LG Aschaffenburg (Beschluss vom 13.02.2014; Aktenzeichen 12 O 546/12)

 

Tenor

I. Auf die sofortige Beschwerde der Klägerin wird der Kostenfestsetzungsbeschluss des LG Aschaffenburg vom 13.2.2014 - 12 O 546/12 - dahingehend abgeändert, dass die von der Beklagtenpartei an die Klagepartei gem. § 106 ZPO nach dem rechtswirksamen Vergleich des LG Aschaffenburg vom 28.11.2013 zu erstattenden Kosten auf

1.404,82 EUR

(in Worten: eintausendvierhundertundvier 82/100 EUR)

nebst Zinsen i.H.v. 5 Prozentpunkten über dem Basiszinssatz gem. § 247 BGB hieraus seit 7.1.2014 festgesetzt werden.

II. Die Beklagte trägt die Kosten des Beschwerdeverfahrens.

III. Der Gegenstandswert des Beschwerdeverfahrens wird auf 370,48 EUR festgesetzt.
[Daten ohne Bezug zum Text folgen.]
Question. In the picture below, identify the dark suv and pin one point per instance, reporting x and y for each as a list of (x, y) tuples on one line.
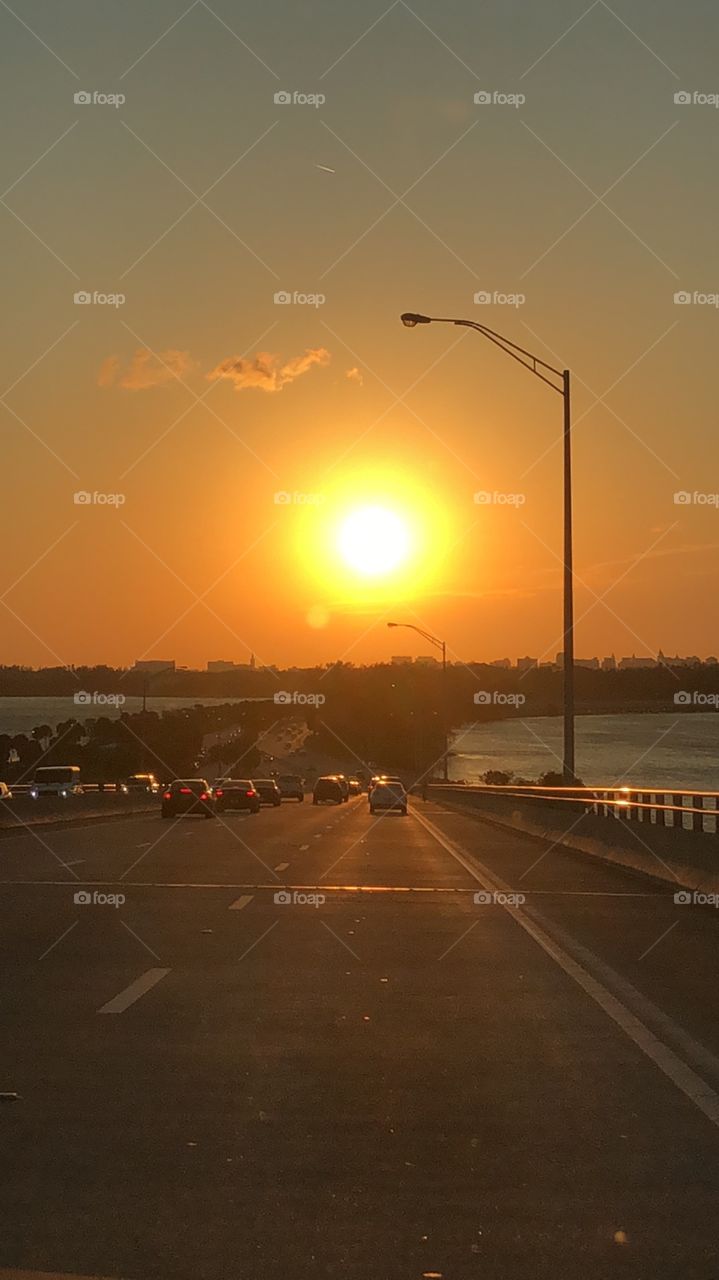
[(328, 791), (237, 794), (268, 791), (188, 795)]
IV. Die Rechtsbeschwerde wird nicht zugelassen.

 

Gründe

I. Im zugrunde liegenden Rechtsstreit hatte die in K. ansässige Klägerin mittels eines in H. ansässigen Prozessbevollmächtigten die Beklagte vor dem LG Aschaffenburg auf Zahlung eines Betrags i.H.v. 6.666,67 EUR aus der Beteiligung an einer atypischen stillen Gesellschaft in Anspruch genommen. Die Beklagte hatte sich mit einem entgegenstehenden Schadensersatzanspruch aus der Vertragsanbahnung der Beteiligung verteidigt.

Ein auf den 28.11.2013 vor dem LG Aschaffenburg anberaumter Termin zur mündlichen Verhandlung wurde vom Prozessbevollmächtigten der Klägerin wahrgenommen. Der Rechtsstreit wurde durch einen rechtwirksamen Vergleich zwischen den Parteien beendet, wobei sich die Parteien auf eine Verteilung der Kosten des Rechtsstreits von 20 % zu Lasten der Klägerin und von 80 % zu Lasten der Beklagten geeinigt haben.

Im anschließenden Kostenfestsetzungsverfahren hat die Klägerin mit Antrag vom 31.12.2013 Kosten ihres Prozessbevollmächtigten geltend gemacht, bei denen sie Terminwahrnehmungskosten i.H.v. 668,94 EUR bestehend aus Reisekosten und Abwesenheitsgeldern in Ansatz gebracht hat.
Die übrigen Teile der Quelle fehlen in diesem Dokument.